A principios de 1808 se presentó una temporada de inundaciones atribuida a "las copiosas y repetidas lluvias que ha habido en los páramos", por causa de lo cual "se han anegado potreros que jamás las aguas de inundación los habían bañado" (AGN, SC, MM 13, f. 17 v.). Para finales del mismo año, el Semanario del Nuevo Reino de Granada reportaba un incremento del precio de la carne en los últimos veinte años hasta duplicarse, la falta absoluta del producto por temporadas y sectores y el sacrificio de hembras ante la falta de novillos (Caldas 1: 239-240). Durante 1809 y 1810 se vuelve a encontrar que "han subido los comistrajes a precios nunca vistos", productos de primera necesidad como la panela, la harina, el aguardiente, la chicha, las turmas, el plátano, la miel y la manteca, aunque no se anota la causa de la carestía (Caballero 115, 119). La diversidad de los productos incluidos y las altitudes donde se obtenían indican que era una problemática de todo el reino. Diferentes estudios revelan que estos años coincidieron con la ocurrencia de ENOS (Endfield, "Climate and Crisis"; Garza; Gergis y Fowler).

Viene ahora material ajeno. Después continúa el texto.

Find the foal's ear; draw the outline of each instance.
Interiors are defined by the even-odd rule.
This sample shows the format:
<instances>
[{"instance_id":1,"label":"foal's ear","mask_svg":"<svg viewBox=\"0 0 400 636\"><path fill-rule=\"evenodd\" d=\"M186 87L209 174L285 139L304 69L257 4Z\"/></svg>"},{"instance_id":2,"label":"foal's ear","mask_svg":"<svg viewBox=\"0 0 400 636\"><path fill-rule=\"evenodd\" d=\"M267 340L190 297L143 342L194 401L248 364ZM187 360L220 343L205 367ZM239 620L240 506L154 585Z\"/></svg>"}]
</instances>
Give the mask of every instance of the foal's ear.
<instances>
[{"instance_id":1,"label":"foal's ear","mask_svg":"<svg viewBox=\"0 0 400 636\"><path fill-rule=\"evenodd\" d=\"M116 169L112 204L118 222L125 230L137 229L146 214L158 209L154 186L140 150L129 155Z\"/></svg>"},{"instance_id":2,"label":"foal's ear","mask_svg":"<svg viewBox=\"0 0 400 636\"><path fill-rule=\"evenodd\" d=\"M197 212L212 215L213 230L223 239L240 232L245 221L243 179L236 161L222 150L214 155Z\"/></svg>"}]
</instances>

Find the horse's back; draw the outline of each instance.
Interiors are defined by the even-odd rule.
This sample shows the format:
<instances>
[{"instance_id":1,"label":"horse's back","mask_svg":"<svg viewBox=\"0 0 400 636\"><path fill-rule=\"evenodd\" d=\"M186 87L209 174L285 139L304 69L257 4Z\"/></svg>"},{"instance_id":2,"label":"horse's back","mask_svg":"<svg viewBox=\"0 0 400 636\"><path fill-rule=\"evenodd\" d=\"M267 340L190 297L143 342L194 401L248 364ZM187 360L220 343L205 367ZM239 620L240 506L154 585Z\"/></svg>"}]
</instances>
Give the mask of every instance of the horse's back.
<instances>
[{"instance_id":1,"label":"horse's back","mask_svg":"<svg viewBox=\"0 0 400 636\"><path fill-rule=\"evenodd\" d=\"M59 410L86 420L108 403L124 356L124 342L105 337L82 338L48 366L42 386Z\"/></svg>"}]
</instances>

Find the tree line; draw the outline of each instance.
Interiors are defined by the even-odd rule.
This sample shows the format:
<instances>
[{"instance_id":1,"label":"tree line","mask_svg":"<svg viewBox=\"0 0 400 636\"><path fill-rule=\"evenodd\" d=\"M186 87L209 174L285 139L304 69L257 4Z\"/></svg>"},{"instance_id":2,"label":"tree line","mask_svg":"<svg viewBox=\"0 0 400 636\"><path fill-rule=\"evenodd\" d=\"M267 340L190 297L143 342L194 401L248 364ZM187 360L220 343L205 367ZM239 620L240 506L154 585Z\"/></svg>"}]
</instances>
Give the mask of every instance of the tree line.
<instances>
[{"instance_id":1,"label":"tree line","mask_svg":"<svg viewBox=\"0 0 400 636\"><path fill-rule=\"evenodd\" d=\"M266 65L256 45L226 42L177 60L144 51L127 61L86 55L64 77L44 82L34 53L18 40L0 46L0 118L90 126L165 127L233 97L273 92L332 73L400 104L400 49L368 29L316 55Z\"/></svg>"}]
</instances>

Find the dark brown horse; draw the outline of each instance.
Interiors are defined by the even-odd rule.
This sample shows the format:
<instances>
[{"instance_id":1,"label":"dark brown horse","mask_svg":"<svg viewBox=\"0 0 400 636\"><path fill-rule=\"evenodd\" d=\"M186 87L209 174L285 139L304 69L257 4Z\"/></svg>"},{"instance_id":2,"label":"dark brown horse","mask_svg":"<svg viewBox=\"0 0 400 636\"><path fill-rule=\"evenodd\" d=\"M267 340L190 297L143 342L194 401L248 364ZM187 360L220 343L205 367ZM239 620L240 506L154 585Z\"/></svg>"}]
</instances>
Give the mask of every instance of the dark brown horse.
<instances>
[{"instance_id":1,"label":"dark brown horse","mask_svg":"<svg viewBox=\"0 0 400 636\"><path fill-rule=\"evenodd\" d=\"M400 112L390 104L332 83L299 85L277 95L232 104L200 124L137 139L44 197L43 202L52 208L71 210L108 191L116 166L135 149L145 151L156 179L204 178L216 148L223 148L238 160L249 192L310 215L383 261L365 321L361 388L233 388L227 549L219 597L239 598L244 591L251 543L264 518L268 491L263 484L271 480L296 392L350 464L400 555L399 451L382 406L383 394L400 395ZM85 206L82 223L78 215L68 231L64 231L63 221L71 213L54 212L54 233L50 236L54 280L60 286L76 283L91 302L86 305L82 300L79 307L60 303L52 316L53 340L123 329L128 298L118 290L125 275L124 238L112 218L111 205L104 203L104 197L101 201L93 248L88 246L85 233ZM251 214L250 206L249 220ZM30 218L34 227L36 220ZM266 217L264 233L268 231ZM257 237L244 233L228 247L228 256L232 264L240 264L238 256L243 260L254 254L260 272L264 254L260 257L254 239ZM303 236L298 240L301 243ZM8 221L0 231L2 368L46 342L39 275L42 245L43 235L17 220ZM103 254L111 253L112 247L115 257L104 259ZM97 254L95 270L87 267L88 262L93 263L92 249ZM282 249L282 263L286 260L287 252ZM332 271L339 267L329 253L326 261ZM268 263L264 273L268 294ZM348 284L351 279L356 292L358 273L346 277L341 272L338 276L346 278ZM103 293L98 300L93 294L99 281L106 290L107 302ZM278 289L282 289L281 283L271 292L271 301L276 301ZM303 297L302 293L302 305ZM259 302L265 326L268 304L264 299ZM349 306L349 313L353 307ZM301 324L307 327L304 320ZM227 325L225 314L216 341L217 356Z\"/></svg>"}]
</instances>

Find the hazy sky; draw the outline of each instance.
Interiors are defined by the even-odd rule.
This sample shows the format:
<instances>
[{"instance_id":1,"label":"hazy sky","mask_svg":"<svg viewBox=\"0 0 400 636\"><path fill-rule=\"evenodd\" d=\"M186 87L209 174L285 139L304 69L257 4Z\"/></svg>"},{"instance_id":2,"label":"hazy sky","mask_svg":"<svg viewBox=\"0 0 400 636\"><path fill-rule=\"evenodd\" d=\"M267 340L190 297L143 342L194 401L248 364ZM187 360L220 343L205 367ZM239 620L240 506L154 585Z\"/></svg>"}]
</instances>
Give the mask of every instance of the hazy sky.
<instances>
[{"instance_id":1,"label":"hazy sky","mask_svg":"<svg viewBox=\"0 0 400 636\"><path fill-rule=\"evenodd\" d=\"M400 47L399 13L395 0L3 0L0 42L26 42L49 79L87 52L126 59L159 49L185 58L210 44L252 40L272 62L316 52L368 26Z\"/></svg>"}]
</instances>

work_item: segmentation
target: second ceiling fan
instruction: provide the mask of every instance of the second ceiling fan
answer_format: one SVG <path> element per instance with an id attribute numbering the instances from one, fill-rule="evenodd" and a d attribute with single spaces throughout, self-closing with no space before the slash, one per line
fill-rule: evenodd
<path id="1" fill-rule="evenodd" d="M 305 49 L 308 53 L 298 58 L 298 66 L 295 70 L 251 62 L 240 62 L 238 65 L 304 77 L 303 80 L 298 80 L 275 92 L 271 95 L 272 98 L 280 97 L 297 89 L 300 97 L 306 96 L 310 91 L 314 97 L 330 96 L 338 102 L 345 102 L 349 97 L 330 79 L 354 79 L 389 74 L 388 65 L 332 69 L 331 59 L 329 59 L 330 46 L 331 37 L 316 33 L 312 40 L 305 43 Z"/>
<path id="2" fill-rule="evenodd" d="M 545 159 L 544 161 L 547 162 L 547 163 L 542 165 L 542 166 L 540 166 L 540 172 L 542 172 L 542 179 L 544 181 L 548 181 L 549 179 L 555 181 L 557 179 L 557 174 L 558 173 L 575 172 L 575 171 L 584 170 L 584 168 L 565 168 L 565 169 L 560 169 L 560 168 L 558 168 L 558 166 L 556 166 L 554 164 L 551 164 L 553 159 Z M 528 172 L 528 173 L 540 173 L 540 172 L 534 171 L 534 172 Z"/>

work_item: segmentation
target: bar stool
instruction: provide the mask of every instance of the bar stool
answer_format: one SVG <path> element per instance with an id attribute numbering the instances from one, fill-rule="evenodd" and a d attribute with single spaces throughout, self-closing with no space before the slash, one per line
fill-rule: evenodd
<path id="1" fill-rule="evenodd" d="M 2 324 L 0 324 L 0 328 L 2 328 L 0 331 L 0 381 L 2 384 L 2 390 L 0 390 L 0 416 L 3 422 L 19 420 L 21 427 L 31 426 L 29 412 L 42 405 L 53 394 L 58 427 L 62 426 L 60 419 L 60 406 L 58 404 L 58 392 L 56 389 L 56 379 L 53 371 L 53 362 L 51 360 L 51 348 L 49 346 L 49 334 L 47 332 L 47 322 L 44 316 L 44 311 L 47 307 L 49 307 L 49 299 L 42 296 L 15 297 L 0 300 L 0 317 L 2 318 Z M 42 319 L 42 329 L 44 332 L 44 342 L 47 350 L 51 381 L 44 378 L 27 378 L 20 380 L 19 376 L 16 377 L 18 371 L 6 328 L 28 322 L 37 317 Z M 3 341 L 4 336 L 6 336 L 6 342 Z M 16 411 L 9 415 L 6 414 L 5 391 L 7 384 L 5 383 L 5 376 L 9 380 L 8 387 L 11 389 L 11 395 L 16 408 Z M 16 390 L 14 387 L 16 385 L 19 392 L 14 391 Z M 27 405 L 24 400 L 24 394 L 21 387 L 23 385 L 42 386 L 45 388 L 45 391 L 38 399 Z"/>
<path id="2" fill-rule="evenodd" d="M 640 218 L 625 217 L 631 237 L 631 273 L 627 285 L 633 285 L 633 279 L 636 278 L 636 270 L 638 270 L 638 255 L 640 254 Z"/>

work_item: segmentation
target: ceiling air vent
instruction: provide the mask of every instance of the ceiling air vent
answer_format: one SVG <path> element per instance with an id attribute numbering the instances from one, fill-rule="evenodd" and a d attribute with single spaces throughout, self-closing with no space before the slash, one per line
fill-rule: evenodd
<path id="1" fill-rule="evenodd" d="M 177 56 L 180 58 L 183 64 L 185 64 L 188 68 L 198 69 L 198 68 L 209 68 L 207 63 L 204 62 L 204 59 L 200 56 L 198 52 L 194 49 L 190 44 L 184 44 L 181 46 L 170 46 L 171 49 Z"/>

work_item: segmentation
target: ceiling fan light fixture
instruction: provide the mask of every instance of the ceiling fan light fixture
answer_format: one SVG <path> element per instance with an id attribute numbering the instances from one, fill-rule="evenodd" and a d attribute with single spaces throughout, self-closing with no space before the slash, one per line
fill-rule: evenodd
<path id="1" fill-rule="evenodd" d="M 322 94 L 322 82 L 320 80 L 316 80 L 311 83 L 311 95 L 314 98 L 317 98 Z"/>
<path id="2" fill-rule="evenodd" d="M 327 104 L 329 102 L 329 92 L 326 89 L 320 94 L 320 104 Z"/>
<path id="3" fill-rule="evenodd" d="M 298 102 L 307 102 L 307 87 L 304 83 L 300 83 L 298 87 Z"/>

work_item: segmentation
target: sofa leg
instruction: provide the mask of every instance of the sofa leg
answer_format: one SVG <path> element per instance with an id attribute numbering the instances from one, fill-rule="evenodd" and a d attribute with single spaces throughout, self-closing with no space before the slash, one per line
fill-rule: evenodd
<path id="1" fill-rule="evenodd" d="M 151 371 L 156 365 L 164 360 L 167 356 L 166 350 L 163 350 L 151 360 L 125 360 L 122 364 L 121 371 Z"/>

2. Estrategias de adaptación frente a sequías e inundaciones

Las exploraciones realizadas sobre la forma como la sociedad colonial enfrentaba los eventos climáticos extremos destacan la celebración de fiestas de la cosecha, rogativas a santos y predicciones de los estados del tiempo conocidas como cabañuelas (Patiño 219-222, 287-288)7. La estrecha relación entre el estado del tiempo, el clima y la producción de alimentos y materias primas, en sociedades agrarias como la colonial, dio como resultado una gama más amplia de estrategias frente a sequías prolongadas e inundaciones atípicas.

2.1. El uso del suelo. ¿Diversificación o especialización?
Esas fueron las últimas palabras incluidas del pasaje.